In the first 2 years or so after I found out about my husband's affair I used to have very strong thoughts about having a revenge affair. It was almost a compulsion. I've have thoughts that it was the only way I could get respect for myself back and feel good, feel wanted, feel worthy.

The desire to have a revenge affair eventually went away.


----------



## LongWalk (Apr 4, 2013)

_Now he does *appear* to be very remorseful and he has stated that he will never, ever do anything like this again to hurt me etc._

He "appears" remorseful. You are not certain. That is why you are asking questions.

Whether or not he has another affair openly, you may wonder what he is sorry about. He may regret that he got caught and that he risked his marriage. He may be genuinely sorry that he hurt you, but not sorry that he enjoyed himself having sex with her. If you ask him if she was better in bed, he will probably deny it. So, the revenge affair would not eliminate the doubt in your mind, but you would be able to leave him with the exact same bitter thoughts.

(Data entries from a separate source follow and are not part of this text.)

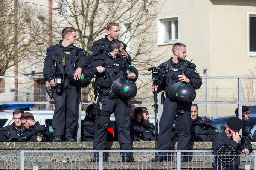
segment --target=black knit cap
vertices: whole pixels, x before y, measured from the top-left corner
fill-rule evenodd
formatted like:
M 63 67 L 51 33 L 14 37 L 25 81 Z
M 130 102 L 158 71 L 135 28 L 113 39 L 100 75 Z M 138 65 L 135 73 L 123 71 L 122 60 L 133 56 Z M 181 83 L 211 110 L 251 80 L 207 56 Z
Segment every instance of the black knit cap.
M 242 106 L 242 111 L 249 111 L 249 108 L 248 106 Z M 235 111 L 235 113 L 236 113 L 236 114 L 238 113 L 238 107 L 236 109 Z
M 227 119 L 227 125 L 232 130 L 239 130 L 244 127 L 244 122 L 236 117 L 233 117 Z

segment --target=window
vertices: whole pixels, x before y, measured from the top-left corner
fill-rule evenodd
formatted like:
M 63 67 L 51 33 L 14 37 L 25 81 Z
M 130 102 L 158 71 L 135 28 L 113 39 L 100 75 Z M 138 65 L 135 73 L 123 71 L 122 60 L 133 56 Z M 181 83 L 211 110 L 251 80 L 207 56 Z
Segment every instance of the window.
M 123 42 L 127 46 L 125 49 L 126 51 L 130 55 L 131 58 L 133 58 L 132 54 L 132 25 L 131 23 L 125 22 L 123 24 L 123 26 L 122 27 L 122 31 L 123 33 L 124 39 Z
M 248 55 L 256 57 L 256 13 L 248 13 L 247 16 Z
M 178 42 L 178 17 L 172 16 L 158 18 L 158 45 L 172 44 Z

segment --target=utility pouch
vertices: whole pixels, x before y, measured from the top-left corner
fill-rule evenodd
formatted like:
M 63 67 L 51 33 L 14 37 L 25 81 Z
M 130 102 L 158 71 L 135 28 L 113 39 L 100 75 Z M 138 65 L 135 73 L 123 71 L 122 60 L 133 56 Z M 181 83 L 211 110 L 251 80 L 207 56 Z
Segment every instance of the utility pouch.
M 100 110 L 99 108 L 99 104 L 98 103 L 96 104 L 93 102 L 93 113 L 97 116 L 99 114 L 99 111 L 100 111 Z
M 112 91 L 110 91 L 108 92 L 108 98 L 110 99 L 114 99 L 115 98 L 115 97 L 114 96 L 114 95 L 113 95 Z
M 53 95 L 52 94 L 52 90 L 49 87 L 46 87 L 46 91 L 47 91 L 47 93 L 48 93 L 49 96 L 52 99 L 53 97 Z

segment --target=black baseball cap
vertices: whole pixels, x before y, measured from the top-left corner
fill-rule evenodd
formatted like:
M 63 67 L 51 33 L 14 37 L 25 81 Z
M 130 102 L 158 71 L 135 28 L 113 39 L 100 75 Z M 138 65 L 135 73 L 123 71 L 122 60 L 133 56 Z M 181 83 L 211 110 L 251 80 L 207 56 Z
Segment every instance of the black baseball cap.
M 248 106 L 242 106 L 242 111 L 249 111 L 249 107 Z M 236 114 L 238 113 L 238 107 L 236 109 L 235 111 L 235 113 Z
M 227 125 L 232 129 L 239 130 L 244 127 L 244 122 L 236 117 L 233 117 L 227 119 Z

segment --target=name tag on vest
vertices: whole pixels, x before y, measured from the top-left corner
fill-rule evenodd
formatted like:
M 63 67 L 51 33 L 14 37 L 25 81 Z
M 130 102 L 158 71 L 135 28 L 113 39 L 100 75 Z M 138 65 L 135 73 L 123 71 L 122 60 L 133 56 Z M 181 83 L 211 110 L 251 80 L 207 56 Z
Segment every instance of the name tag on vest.
M 173 71 L 179 71 L 179 69 L 177 68 L 174 68 L 173 67 L 171 67 L 170 69 Z

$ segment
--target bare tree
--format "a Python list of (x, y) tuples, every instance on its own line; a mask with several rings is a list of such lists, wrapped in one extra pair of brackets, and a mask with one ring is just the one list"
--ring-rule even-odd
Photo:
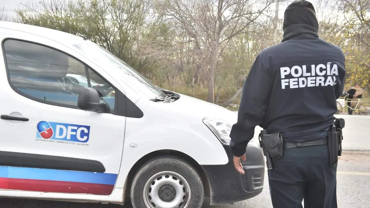
[(158, 0), (158, 11), (187, 36), (198, 64), (208, 75), (207, 101), (214, 103), (220, 57), (235, 36), (258, 30), (255, 23), (275, 0)]
[(5, 8), (3, 7), (0, 9), (0, 21), (7, 21), (10, 20), (9, 15), (6, 13)]

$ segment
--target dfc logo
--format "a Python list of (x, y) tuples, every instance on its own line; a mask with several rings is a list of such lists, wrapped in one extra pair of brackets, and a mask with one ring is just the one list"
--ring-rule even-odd
[(37, 124), (36, 137), (40, 139), (86, 142), (89, 140), (90, 133), (89, 126), (42, 121)]
[(50, 124), (44, 121), (40, 121), (37, 124), (37, 131), (41, 137), (44, 139), (50, 139), (54, 134)]

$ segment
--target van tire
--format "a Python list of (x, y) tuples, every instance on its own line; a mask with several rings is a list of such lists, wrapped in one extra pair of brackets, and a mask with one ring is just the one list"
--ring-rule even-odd
[[(153, 182), (150, 183), (149, 180)], [(156, 182), (158, 185), (155, 185)], [(152, 189), (159, 191), (151, 192)], [(158, 194), (157, 197), (152, 198), (155, 192), (161, 192), (162, 196), (169, 192), (170, 195), (161, 199)], [(204, 189), (201, 177), (191, 165), (177, 157), (162, 156), (151, 160), (140, 168), (132, 181), (130, 195), (134, 208), (161, 207), (161, 203), (169, 201), (180, 202), (173, 208), (201, 208)], [(158, 202), (155, 207), (147, 205), (155, 202)]]

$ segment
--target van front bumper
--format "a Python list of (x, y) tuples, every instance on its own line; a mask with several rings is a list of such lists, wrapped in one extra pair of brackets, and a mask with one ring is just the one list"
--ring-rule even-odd
[(250, 199), (260, 194), (263, 188), (265, 160), (259, 145), (254, 142), (248, 144), (246, 160), (241, 160), (244, 175), (235, 170), (230, 147), (223, 147), (229, 158), (227, 164), (202, 165), (209, 183), (211, 205)]

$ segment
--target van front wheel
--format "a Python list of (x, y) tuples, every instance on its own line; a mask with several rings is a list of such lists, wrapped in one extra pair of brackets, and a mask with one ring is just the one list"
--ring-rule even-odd
[(132, 181), (134, 208), (201, 208), (203, 183), (196, 171), (175, 157), (160, 157), (143, 165)]

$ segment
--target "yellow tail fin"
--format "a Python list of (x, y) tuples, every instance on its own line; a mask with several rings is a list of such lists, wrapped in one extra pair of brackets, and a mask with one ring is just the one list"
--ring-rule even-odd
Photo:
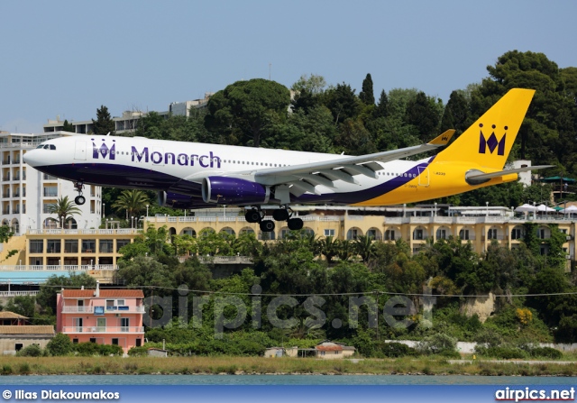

When people are having intense sex the rest of the world ceases to exist for a awhile. Is the idea that he had that sort of experience tormenting you?


----------



## MattMatt (May 19, 2012)

itskaren said:


> Just to clarify no I would not dream of having an affair. It is just not in my make up. I could not do it to my lying, cheating husband or even the potential other affair person. I was just feeling a bit deflated.
> 
> I did however ask my husband if we could have an ''open marriage''. He said ''no''.. Funny that? He can screw around but I can't. I have asked for a trial separation and he is not keen on that either.
> 
> What to do .. what to do!


He can cheat but you can't! A survey of cheaters on a UK cheaters affair site found the vast majority of cheaters demanded 100% fidelity from their cheated upon spouse! This is hypocrisy but it shows that the Cheaters know their faithful spouse is a much better person than they are!
_Posted via Mobile Device_


----------



## badbane (Jun 9, 2012)

itskaren said:


> You're right. I'll be the dutiful wife and mother for the next 5 years until my youngest is 18. Then I'll be out of the door as fast as I can.
> 
> Happy to pretend that all is well.
> 
> Thanks for your comments.


Staying together for the kids now that is going to be pure misery. Don't put yourself through it. If you can't trust him, and he doesn't care to do anything and everything to prove that your marriage is more important that staying near the OW. Then leave and take the kids. It may suck but, what's worse your kid being exposed to a broken marriage where you two basically hate each other but pretend to be in love for the kids. kids are not dumb but they are susceptible to their environment. So unless you want your child to be exposed to a dead marriage and the fallout then leave. It is better to have a separate life where you two can get along rather then trying to pretend things are okay.


----------



## SadandAngry (Aug 24, 2012)

You are confusing the advice to file for divorce with not giving him a chance to redeem himself. That option is always there for him to attempt, no matter what. Putting real, concrete consequences to his choices will help educate him as to exactly how stupid and how serious they were. It also helps preserve your self respect, and your sense of value, to yourself, and to him.


----------



## freedom7 (Jul 13, 2012)

MattMatt said:


> He can cheat but you can't! A survey of cheaters on a UK cheaters affair site found the vast majority of cheaters demanded 100% fidelity from their cheated upon spouse! This is hypocrisy but it shows that the Cheaters know their faithful spouse is a much better person than they are!
> _Posted via Mobile Device_


Or, rather, it may show they have a double standard based on entitlement. You know: "I deserve strange. You, otoh, should be satisfied with wonderful me (who wouldn't be?).


----------



## LongWalk (Apr 4, 2013)

Correct Sad and Angry. However, Itskaren may fear that her husband might treat it as an escape route instead of strong message. She may not feel secure enough, even though the approach that works is to avoid rug sweeping.


----------



## itskaren (Dec 28, 2011)

EleGirl said:


> Karen,
> 
> In the first 2 years or so after I found out about my husband's affair I used to have very strong thoughts about having a revenge affair. It was almost a compulsion. I've have thoughts that it was the only way I could get respect for myself back and feel good, feel wanted, feel worthy.
> 
> The desire to have a revenge affair eventually went away.


Thanks 
I too just don't feel like it at all now. I just wanted him to feel just a tiny bit of the pain that I have been feeling for him to get a taste of what he has caused me .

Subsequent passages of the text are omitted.